También acompañan esta muestra del MATRA diferentes trabajos realizados por Moisés “Pepe” Vallejos, Rodrigo Daniel Aranda y Fermina Umaño, artesanos del barrio.

El director de la Casa, Mario Gómez, encabezó el acto de apertura y manifestó su satisfacción por la muestra, dedicada a los hermanos originarios. “Como bonus, es un orgullo tener las obras de nuestros artistas. Desde este lugar que me toca ocupar, me congratulo al saber que hay mucho talento dentro del barrio que debe salir a la luz”, expresó.

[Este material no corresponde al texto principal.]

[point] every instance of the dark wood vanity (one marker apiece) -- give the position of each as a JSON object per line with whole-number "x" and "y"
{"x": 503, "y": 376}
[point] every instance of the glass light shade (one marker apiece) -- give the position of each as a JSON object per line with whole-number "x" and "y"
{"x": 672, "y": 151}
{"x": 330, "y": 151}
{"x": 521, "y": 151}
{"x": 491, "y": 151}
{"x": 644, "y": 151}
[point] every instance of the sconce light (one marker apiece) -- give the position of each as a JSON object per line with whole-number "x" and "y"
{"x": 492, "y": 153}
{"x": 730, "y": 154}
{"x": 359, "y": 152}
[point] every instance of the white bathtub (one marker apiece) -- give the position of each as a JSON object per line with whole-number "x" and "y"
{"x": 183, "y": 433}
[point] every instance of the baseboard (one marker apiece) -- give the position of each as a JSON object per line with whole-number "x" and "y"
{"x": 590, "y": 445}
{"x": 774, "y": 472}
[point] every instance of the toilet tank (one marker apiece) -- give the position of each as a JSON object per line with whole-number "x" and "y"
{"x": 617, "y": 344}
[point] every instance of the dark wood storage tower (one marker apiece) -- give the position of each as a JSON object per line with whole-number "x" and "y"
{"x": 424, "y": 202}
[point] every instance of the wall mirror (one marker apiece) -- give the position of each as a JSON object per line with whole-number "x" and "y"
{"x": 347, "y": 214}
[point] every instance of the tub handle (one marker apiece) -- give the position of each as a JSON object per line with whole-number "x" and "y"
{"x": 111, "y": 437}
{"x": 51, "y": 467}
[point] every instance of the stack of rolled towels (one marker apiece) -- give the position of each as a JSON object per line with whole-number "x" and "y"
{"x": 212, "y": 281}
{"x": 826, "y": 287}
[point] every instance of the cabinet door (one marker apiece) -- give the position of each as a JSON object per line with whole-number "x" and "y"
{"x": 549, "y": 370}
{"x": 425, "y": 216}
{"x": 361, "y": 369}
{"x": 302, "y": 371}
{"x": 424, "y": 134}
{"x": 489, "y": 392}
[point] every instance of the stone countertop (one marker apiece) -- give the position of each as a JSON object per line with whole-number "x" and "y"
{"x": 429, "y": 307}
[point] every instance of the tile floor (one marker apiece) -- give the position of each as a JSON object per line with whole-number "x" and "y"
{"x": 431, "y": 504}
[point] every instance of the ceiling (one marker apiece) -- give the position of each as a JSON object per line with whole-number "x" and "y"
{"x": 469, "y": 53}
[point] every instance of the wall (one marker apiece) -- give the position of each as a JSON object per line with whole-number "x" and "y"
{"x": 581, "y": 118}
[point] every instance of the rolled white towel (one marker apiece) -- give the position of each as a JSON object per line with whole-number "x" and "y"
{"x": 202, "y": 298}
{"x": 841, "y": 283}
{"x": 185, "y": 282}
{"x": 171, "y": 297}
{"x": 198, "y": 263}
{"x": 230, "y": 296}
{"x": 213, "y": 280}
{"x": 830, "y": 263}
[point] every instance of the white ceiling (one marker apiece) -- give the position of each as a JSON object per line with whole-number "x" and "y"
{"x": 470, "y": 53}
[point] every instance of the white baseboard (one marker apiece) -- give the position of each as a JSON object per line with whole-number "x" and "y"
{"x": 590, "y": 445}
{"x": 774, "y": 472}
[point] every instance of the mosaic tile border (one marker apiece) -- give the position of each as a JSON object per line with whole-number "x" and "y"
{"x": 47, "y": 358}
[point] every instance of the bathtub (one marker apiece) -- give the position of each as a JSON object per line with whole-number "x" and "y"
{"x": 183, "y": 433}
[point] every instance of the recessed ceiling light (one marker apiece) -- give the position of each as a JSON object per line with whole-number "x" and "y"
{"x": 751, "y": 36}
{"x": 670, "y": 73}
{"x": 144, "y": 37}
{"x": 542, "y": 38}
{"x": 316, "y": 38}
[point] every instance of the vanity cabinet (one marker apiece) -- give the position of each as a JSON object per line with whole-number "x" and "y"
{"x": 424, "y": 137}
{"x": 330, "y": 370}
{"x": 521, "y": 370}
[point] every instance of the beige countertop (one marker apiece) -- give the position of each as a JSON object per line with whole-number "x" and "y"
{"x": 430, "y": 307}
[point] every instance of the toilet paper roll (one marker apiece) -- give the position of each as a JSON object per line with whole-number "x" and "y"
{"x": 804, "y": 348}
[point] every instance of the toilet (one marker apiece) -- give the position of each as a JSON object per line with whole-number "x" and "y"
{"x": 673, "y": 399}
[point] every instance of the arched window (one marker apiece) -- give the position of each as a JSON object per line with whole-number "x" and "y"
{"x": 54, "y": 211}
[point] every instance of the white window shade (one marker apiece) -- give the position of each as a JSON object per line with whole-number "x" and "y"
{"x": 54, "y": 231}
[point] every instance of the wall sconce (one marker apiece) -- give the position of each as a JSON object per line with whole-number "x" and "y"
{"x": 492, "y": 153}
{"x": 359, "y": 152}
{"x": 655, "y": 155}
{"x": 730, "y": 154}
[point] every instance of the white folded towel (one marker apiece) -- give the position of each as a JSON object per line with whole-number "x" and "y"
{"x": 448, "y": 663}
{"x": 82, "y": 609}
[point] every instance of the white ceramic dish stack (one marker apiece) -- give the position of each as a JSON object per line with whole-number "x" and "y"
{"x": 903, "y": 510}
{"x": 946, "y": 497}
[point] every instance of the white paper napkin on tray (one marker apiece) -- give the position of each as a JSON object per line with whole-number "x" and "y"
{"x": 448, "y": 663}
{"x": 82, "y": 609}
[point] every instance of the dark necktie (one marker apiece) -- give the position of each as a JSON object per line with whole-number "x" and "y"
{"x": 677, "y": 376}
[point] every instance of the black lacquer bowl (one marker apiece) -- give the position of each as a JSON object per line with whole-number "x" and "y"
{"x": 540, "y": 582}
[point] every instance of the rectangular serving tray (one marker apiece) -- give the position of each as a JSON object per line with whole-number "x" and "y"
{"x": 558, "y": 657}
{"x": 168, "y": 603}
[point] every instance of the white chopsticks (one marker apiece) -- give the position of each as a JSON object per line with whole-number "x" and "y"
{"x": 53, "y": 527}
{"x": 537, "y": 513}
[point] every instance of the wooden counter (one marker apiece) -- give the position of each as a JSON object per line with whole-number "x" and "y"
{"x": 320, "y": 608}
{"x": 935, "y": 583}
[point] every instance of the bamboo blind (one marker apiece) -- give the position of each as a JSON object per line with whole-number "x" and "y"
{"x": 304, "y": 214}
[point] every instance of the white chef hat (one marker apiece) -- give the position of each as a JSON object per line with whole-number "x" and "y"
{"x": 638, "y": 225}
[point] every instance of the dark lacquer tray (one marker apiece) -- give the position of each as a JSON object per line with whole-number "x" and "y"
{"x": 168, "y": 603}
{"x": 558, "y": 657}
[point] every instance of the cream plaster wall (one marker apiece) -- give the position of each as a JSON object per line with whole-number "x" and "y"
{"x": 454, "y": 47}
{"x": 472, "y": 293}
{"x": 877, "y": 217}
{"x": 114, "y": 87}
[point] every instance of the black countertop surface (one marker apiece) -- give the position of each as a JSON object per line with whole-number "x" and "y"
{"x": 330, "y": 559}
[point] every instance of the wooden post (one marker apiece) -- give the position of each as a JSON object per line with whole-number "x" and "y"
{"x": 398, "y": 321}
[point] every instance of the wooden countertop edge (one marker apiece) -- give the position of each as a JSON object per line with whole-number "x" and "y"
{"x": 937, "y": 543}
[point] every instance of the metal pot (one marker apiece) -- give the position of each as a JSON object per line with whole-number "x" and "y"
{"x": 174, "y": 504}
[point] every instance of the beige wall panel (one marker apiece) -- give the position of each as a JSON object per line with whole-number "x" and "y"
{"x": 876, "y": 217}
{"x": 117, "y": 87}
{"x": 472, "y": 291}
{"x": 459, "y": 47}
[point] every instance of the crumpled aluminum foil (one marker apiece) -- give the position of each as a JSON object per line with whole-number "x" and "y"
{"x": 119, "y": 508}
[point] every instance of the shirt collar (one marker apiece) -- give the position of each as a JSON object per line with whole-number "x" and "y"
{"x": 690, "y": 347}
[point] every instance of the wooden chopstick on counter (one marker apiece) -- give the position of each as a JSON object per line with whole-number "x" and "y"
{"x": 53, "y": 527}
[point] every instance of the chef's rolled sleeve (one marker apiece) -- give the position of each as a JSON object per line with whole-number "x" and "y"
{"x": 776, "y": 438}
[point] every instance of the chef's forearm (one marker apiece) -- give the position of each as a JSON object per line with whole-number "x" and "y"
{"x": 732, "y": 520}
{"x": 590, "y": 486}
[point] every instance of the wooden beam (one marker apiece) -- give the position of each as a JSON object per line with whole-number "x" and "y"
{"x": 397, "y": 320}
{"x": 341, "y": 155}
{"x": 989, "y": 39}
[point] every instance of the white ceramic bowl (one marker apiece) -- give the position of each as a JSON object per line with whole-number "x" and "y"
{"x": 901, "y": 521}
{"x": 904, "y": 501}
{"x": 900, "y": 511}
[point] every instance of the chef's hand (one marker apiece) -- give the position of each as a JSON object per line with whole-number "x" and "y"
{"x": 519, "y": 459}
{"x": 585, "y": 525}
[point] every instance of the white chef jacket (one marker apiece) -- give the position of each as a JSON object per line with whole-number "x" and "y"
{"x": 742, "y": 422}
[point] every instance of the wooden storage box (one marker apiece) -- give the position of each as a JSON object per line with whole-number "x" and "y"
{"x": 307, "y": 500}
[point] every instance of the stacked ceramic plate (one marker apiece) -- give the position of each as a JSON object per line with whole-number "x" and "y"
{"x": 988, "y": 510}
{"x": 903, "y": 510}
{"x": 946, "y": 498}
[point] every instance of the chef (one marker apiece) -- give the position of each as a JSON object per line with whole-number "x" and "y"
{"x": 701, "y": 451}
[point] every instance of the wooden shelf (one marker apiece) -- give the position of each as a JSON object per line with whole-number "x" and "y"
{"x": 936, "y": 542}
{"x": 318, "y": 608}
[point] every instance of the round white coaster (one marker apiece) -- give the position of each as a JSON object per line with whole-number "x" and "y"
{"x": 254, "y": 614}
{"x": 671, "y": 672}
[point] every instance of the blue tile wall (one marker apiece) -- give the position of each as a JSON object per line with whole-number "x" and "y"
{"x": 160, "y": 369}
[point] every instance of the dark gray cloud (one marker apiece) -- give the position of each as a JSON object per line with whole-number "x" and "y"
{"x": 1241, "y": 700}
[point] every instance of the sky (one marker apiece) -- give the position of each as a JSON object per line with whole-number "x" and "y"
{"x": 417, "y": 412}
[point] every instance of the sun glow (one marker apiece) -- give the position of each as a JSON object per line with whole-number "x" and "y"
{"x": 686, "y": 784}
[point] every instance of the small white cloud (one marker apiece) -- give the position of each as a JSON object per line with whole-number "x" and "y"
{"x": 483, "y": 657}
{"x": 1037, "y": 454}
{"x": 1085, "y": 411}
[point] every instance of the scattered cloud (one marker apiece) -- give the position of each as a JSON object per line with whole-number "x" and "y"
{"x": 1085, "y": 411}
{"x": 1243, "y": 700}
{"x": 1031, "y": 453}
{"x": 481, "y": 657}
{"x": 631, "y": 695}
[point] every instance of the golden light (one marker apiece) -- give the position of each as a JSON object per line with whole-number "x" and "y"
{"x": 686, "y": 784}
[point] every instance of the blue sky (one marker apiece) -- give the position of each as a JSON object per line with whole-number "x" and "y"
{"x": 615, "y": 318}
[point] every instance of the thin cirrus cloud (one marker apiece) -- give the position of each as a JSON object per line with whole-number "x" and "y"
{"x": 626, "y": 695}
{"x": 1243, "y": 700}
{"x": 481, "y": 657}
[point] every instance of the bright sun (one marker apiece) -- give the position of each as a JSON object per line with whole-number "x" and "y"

La coordinadora general de la Casa, Julieta Chinchilla; la coordinadora de la sala de exposiciones del espacio, Guadalupe Fernández; y Daniela Saco, en representación de la directora del MATRA, Roxana Amarilla, también participaron de la inauguración.

Vallejos, herrero y padre de una de las promotoras culturales del barrio, exhibe en esta exposición cuadros tallados en madera, un par espuelas para baile folcklórico hechas en acero y cuero, y una serie de juguetes realizados en hierro.

“Pepe” comentó que muchas de sus obras nacieron de situaciones de la vida cotidiana. Tal es el caso del “posa libros”, que creó para poder leer durante sus horas de trabajo y no ensuciar las hojas. Otras, como la pieza en madera “Cazador e inocente”, las realizó después de estar preso durante la dictadura militar.

“Me parece necesario expresar y plasmar lo que uno vivió y vive en su trabajo –continuó el artesano–. Jamás me imaginé que iba a poder exponer mis obras en un lugar como este. Estoy muy emocionado y agradecido con esta Casa, que significa un despertar para muchos. Hay muchos valores en el barrio por descubrir, para nosotros y para nuestros hijos”.

Aranda, de 25 años, aprendió a realizar esculturas en mármol en un Centro de Formación profesional del barrio. Una de sus obra principales, “San Expedito”, la armó con restos de diferentes materiales. “Empecé a ir al taller porque me hacía bien, estaba contenido, dejaba de pensar en los problemas de mi casa. Pero nunca creí que mi obra podía interesarle a alguien; estoy muy contento”, concluyó el joven.